Nel vostro caso l’aliquota di computo è del 24,09% con specifici casi in cui avete meno di 21 anni, in questo caso l’aliquota è al 21,99%, o al caso in cui superate il tetto pensionabile dei dipendenti, in questo caso l’aliquota per il calcolo pensione liberi professionisti è del 25,09%

Della pensione dei commercianti ne abbiamo parlato anche qui: Pensione commercianti requisiti ed età

Per il commerciante esiste un minimale e un massimale pertanto a seconda di esso e dei contributi che versate avrete una pensione più o meno alta.

Non sto qui a ripetervi che come avete notato anche per voi l’aliquota contributiva è più bassa che un dipendente e neanche che più contributi versate alla gestione separata dell’INPS più pensione avrete.
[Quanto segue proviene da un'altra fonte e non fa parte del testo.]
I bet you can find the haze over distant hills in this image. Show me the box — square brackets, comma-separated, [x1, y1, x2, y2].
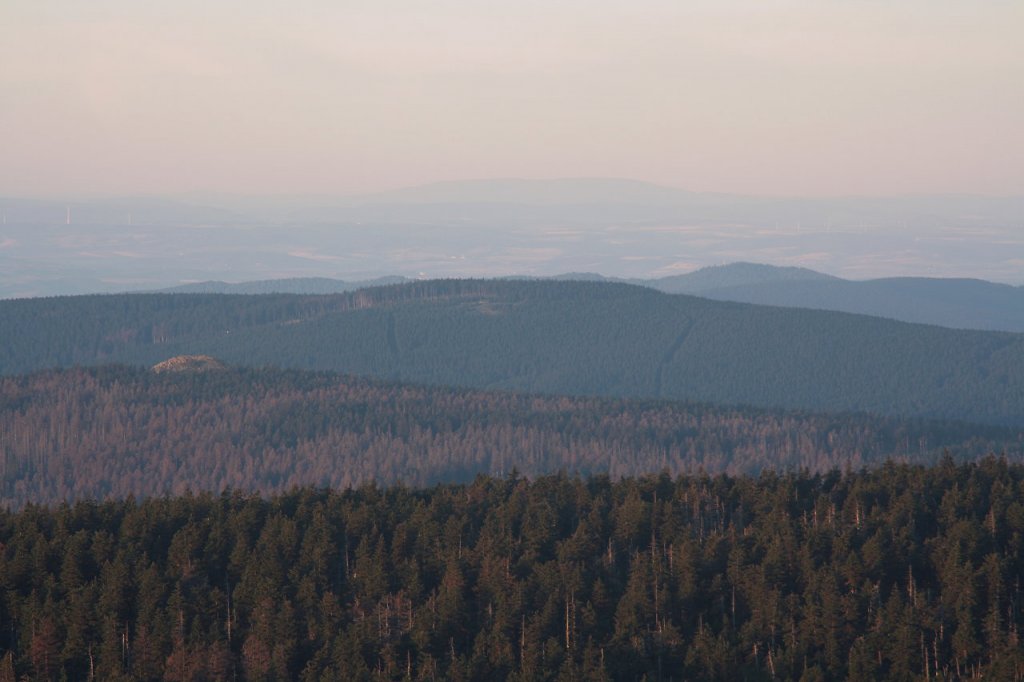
[157, 263, 1024, 332]
[0, 281, 1024, 425]
[0, 178, 1024, 297]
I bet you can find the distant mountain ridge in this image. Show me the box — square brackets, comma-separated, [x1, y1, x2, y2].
[0, 280, 1024, 425]
[152, 276, 411, 294]
[151, 262, 1024, 333]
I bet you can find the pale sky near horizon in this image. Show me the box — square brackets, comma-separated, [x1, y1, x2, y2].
[0, 0, 1024, 196]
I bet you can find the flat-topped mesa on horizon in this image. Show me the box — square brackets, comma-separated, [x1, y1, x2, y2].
[150, 355, 227, 374]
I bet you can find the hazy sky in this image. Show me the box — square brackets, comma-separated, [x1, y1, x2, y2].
[0, 0, 1024, 195]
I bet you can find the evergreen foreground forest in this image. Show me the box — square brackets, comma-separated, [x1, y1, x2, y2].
[0, 457, 1024, 681]
[0, 366, 1022, 508]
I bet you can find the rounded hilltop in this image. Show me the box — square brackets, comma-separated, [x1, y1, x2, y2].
[151, 355, 227, 374]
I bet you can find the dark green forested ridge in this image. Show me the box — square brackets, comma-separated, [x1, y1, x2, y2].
[0, 358, 1024, 507]
[0, 458, 1024, 681]
[0, 281, 1024, 425]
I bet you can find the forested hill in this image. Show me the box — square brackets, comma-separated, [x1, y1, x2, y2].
[0, 366, 1024, 507]
[6, 281, 1024, 425]
[0, 458, 1024, 682]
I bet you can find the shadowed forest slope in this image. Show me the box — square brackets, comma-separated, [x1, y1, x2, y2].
[0, 367, 1024, 506]
[0, 281, 1024, 425]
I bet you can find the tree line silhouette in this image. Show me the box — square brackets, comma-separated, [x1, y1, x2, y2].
[0, 366, 1022, 508]
[0, 457, 1024, 680]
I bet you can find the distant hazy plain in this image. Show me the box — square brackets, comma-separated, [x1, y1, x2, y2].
[0, 180, 1024, 297]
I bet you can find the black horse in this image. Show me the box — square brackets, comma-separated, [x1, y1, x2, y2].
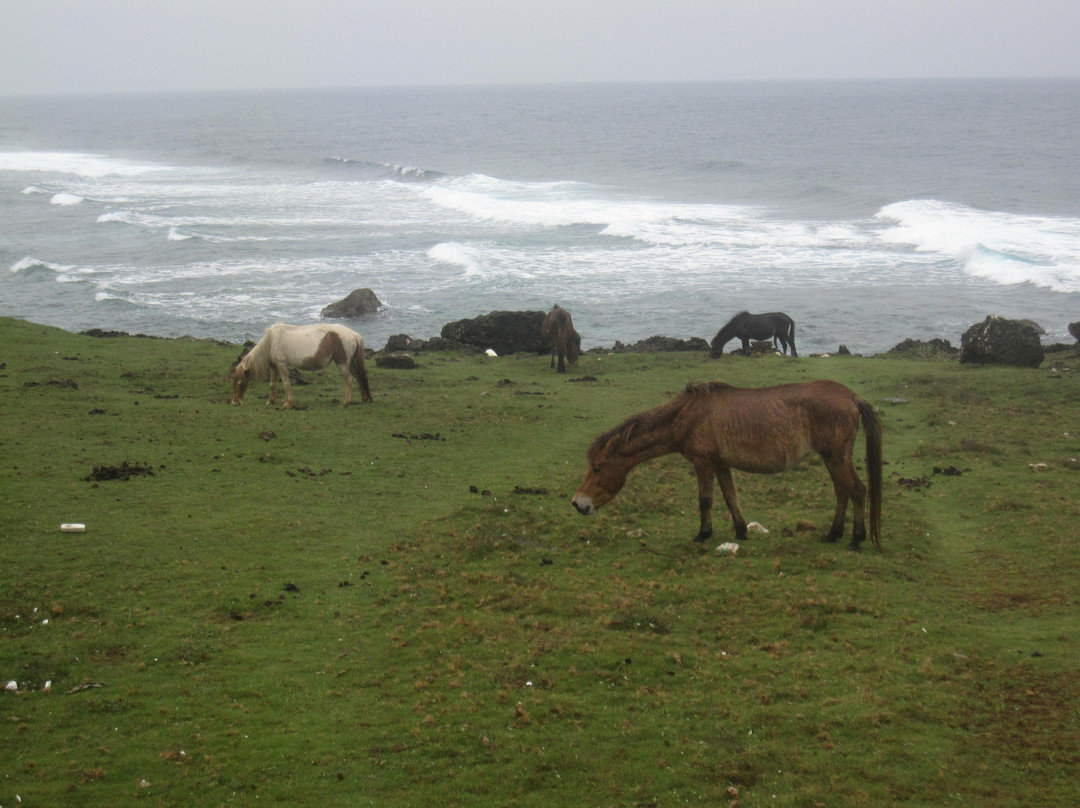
[711, 311, 799, 359]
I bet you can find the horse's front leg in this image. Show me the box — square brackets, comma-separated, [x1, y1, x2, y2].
[693, 462, 714, 541]
[271, 364, 293, 409]
[716, 466, 746, 541]
[267, 365, 278, 407]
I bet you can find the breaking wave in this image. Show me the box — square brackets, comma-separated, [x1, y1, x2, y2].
[876, 200, 1080, 293]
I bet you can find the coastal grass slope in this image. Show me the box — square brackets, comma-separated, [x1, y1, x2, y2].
[0, 319, 1080, 808]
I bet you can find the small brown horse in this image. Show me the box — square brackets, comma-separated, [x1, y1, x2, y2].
[711, 311, 799, 359]
[573, 380, 881, 550]
[540, 306, 581, 373]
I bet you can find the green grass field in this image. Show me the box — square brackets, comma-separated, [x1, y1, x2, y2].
[0, 320, 1080, 808]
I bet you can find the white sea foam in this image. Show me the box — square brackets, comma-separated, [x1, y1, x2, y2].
[0, 151, 173, 178]
[876, 200, 1080, 293]
[11, 255, 73, 274]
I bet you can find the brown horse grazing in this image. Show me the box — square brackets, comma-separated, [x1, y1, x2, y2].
[232, 323, 372, 407]
[573, 380, 881, 550]
[711, 311, 799, 359]
[540, 306, 581, 373]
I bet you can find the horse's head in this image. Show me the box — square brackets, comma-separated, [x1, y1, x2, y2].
[573, 435, 632, 516]
[230, 361, 252, 405]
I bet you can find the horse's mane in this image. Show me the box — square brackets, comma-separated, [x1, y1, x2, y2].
[585, 381, 730, 462]
[237, 325, 273, 381]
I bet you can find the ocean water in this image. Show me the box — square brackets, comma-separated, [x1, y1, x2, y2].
[0, 80, 1080, 354]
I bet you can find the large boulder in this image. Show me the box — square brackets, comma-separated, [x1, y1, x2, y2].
[888, 337, 960, 359]
[960, 314, 1043, 367]
[322, 288, 382, 320]
[441, 311, 551, 355]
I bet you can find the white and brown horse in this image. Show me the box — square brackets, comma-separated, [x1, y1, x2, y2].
[232, 323, 372, 407]
[540, 306, 581, 373]
[573, 380, 882, 550]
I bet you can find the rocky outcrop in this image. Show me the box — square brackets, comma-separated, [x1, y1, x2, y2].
[611, 336, 708, 353]
[322, 288, 382, 320]
[888, 337, 960, 359]
[382, 334, 466, 353]
[960, 314, 1043, 367]
[441, 311, 551, 356]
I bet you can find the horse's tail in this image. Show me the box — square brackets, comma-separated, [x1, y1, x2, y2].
[855, 399, 882, 550]
[349, 335, 372, 401]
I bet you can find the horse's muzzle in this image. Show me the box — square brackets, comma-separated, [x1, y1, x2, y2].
[573, 497, 596, 516]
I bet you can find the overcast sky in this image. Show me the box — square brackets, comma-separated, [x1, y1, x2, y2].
[0, 0, 1080, 95]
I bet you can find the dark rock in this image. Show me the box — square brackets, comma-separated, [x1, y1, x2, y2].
[960, 314, 1043, 367]
[611, 336, 708, 353]
[888, 337, 960, 359]
[375, 353, 417, 371]
[322, 288, 382, 320]
[441, 311, 551, 355]
[382, 334, 414, 353]
[382, 334, 466, 353]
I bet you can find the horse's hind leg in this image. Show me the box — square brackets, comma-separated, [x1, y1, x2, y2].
[693, 462, 714, 541]
[822, 453, 866, 550]
[271, 364, 293, 409]
[267, 365, 278, 407]
[338, 362, 352, 405]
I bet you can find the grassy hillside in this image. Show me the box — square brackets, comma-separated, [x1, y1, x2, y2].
[0, 320, 1080, 807]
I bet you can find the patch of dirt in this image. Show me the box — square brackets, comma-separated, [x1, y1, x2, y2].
[24, 379, 79, 390]
[390, 432, 446, 442]
[84, 460, 153, 483]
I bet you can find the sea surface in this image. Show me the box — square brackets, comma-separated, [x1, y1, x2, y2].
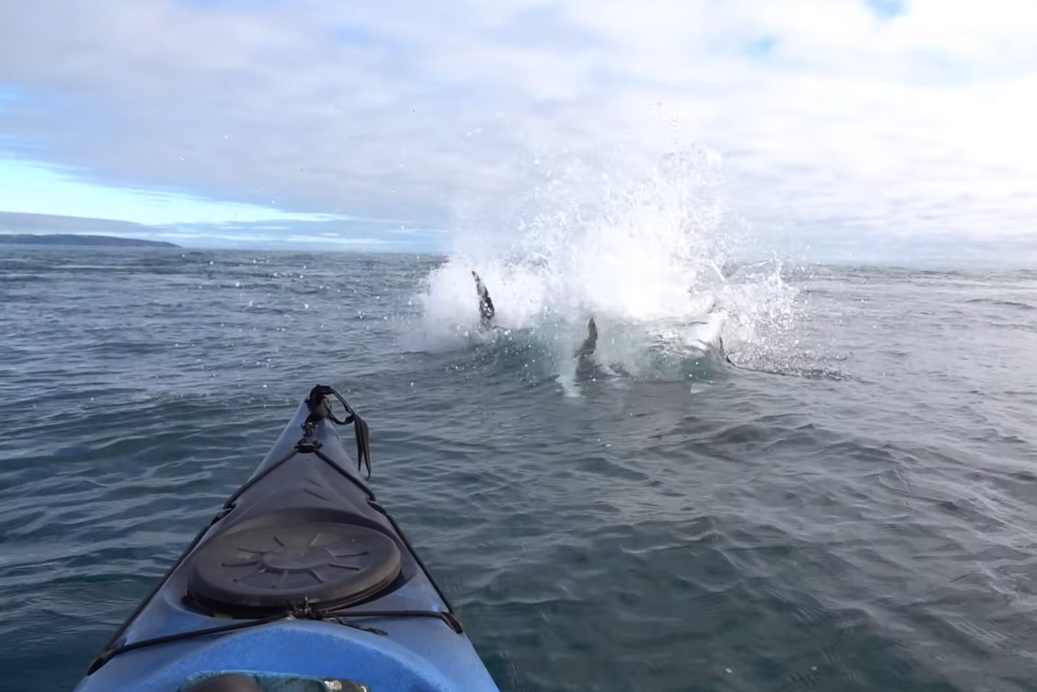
[0, 246, 1037, 692]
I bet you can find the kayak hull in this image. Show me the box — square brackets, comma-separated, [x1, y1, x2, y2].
[76, 388, 498, 692]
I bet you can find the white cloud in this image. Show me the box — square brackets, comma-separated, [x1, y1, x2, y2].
[0, 0, 1037, 259]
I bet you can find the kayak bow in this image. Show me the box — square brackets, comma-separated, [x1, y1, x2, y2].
[76, 386, 498, 692]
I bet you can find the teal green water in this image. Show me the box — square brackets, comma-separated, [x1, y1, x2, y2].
[0, 248, 1037, 692]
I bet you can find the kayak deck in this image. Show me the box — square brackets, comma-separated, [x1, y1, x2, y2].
[76, 387, 498, 692]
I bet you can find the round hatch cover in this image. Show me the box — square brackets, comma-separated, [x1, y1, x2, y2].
[188, 522, 400, 615]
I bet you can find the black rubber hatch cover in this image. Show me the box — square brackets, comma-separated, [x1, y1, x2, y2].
[188, 522, 400, 615]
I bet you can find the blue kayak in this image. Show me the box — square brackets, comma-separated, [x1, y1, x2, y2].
[76, 386, 498, 692]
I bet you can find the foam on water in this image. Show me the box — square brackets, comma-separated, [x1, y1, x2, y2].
[408, 149, 794, 377]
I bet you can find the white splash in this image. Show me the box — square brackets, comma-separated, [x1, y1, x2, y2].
[408, 143, 794, 379]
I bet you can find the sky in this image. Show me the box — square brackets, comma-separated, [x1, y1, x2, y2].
[0, 0, 1037, 266]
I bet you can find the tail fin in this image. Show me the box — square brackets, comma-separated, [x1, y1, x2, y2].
[576, 317, 597, 358]
[472, 270, 497, 327]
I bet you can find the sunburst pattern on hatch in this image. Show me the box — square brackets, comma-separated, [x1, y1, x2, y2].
[188, 522, 400, 615]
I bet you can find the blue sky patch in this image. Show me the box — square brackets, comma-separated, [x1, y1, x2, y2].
[864, 0, 907, 20]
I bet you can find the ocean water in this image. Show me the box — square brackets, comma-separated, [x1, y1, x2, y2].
[0, 152, 1037, 692]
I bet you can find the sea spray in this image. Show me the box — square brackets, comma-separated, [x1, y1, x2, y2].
[408, 148, 794, 377]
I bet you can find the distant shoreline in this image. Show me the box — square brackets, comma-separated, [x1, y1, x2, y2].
[0, 233, 180, 248]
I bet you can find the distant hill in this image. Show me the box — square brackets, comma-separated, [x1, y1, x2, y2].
[0, 233, 179, 248]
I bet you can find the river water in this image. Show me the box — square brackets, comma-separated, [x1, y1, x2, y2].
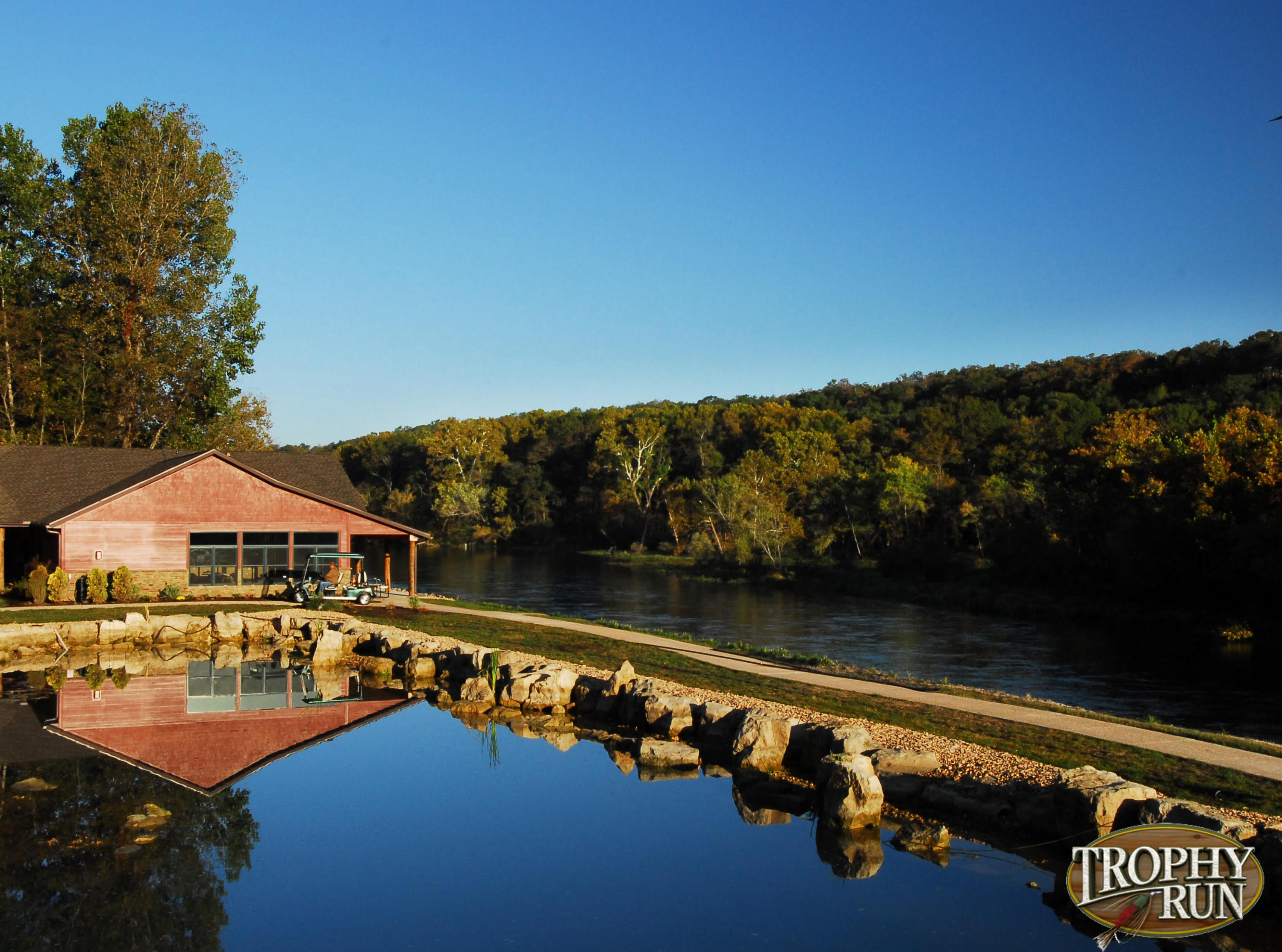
[0, 658, 1179, 952]
[419, 548, 1282, 740]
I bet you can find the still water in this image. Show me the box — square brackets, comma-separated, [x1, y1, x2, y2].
[419, 548, 1282, 740]
[0, 660, 1185, 952]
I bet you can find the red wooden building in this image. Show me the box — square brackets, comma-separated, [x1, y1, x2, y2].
[0, 446, 427, 596]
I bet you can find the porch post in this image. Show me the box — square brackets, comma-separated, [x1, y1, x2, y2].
[409, 535, 418, 598]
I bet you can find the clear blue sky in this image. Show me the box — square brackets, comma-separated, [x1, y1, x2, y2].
[0, 0, 1282, 444]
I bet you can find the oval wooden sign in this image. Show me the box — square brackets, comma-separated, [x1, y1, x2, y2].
[1068, 823, 1264, 942]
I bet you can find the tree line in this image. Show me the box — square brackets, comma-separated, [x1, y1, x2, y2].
[0, 101, 271, 449]
[313, 331, 1282, 615]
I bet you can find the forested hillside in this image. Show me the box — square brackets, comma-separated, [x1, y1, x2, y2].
[313, 331, 1282, 615]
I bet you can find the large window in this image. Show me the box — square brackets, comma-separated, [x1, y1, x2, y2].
[294, 532, 338, 575]
[241, 532, 290, 585]
[241, 661, 288, 711]
[187, 661, 236, 714]
[187, 532, 236, 585]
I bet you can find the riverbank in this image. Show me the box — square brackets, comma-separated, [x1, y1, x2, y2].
[351, 603, 1282, 815]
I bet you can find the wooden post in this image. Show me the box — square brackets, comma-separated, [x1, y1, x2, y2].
[409, 535, 418, 598]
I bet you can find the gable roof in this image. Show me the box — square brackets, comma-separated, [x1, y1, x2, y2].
[0, 445, 426, 538]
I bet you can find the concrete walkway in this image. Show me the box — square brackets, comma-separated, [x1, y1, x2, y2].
[390, 596, 1282, 780]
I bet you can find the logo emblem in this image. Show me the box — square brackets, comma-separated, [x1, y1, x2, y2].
[1068, 823, 1264, 948]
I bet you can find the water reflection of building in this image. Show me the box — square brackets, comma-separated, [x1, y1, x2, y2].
[46, 661, 412, 793]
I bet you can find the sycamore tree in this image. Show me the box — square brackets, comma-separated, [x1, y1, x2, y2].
[0, 101, 271, 449]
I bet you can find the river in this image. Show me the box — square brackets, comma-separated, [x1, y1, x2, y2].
[419, 548, 1282, 740]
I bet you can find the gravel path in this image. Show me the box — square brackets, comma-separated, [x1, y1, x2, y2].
[391, 597, 1282, 780]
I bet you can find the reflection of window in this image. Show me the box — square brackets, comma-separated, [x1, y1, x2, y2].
[241, 532, 290, 585]
[294, 532, 338, 575]
[187, 532, 236, 585]
[241, 661, 288, 711]
[187, 661, 236, 714]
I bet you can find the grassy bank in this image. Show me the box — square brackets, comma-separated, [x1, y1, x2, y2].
[355, 608, 1282, 815]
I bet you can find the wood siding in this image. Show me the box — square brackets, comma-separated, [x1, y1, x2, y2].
[62, 458, 404, 571]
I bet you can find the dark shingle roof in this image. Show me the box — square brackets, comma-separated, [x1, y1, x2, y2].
[0, 446, 365, 525]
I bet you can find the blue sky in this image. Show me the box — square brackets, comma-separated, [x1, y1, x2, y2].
[0, 0, 1282, 444]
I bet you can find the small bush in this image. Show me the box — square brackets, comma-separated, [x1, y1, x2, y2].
[45, 565, 72, 602]
[85, 569, 106, 605]
[27, 565, 49, 605]
[112, 565, 138, 602]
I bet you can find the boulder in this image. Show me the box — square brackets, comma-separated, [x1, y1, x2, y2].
[787, 721, 832, 770]
[731, 787, 792, 826]
[213, 611, 245, 641]
[499, 664, 578, 707]
[1113, 797, 1256, 840]
[828, 724, 873, 753]
[637, 737, 699, 770]
[814, 824, 885, 879]
[877, 774, 926, 803]
[312, 632, 345, 667]
[9, 776, 58, 793]
[459, 676, 494, 707]
[601, 658, 637, 694]
[1054, 766, 1158, 834]
[868, 747, 940, 776]
[729, 707, 792, 773]
[890, 820, 951, 849]
[823, 755, 883, 828]
[691, 701, 744, 743]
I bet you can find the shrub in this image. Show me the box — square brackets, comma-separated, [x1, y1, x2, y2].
[27, 565, 49, 605]
[112, 565, 138, 602]
[85, 569, 106, 605]
[46, 565, 72, 602]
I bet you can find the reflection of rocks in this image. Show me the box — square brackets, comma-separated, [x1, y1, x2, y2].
[731, 785, 792, 826]
[814, 824, 885, 879]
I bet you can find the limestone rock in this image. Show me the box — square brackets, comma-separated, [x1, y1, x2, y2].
[1055, 766, 1158, 834]
[868, 747, 940, 776]
[823, 755, 885, 828]
[731, 787, 792, 826]
[9, 776, 58, 793]
[729, 707, 792, 773]
[1113, 797, 1256, 839]
[891, 820, 951, 849]
[601, 658, 637, 694]
[459, 678, 494, 706]
[213, 641, 245, 667]
[312, 630, 344, 667]
[828, 724, 873, 753]
[213, 611, 245, 641]
[499, 664, 578, 707]
[691, 701, 744, 742]
[637, 738, 699, 770]
[814, 824, 885, 879]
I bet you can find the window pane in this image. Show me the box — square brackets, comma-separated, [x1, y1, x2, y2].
[191, 532, 236, 546]
[241, 532, 290, 546]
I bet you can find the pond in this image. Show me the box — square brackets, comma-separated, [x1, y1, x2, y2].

Libero professionista pensione integrativa: come funziona?

Per un libero professionista pensione essendo commisurata a quanti contributi versa e scontando come abbiamo brevemente visto aliquote più basse è chiaro che essa sarà più bassa.

Ma c’è un modo per risolvere e si tratta della pensione complementare e integrativa.

In questo caso si procede valutando diverse variabili, si inizia con il calcolo pensione libero professionista e si struttura la soluzione a livello di reddito e fiscalità più adatta a lui.

Versare troppo o versare troppo poco è sbagliato e la risposta può dartela solo un’attenta analisi della tua posizione.

Nel caso del libero professionista non esistono fondi di categoria così anche la scelta del fondo pensione migliore va fatta con criterio e senza rubare tempo prezioso a chi già lavorando in proprio solitamente tempo non ne ha o non può perderlo per approfondire un tema che come abbiamo visto sarebbe in realtà molto ma molto più vasto da approfondire.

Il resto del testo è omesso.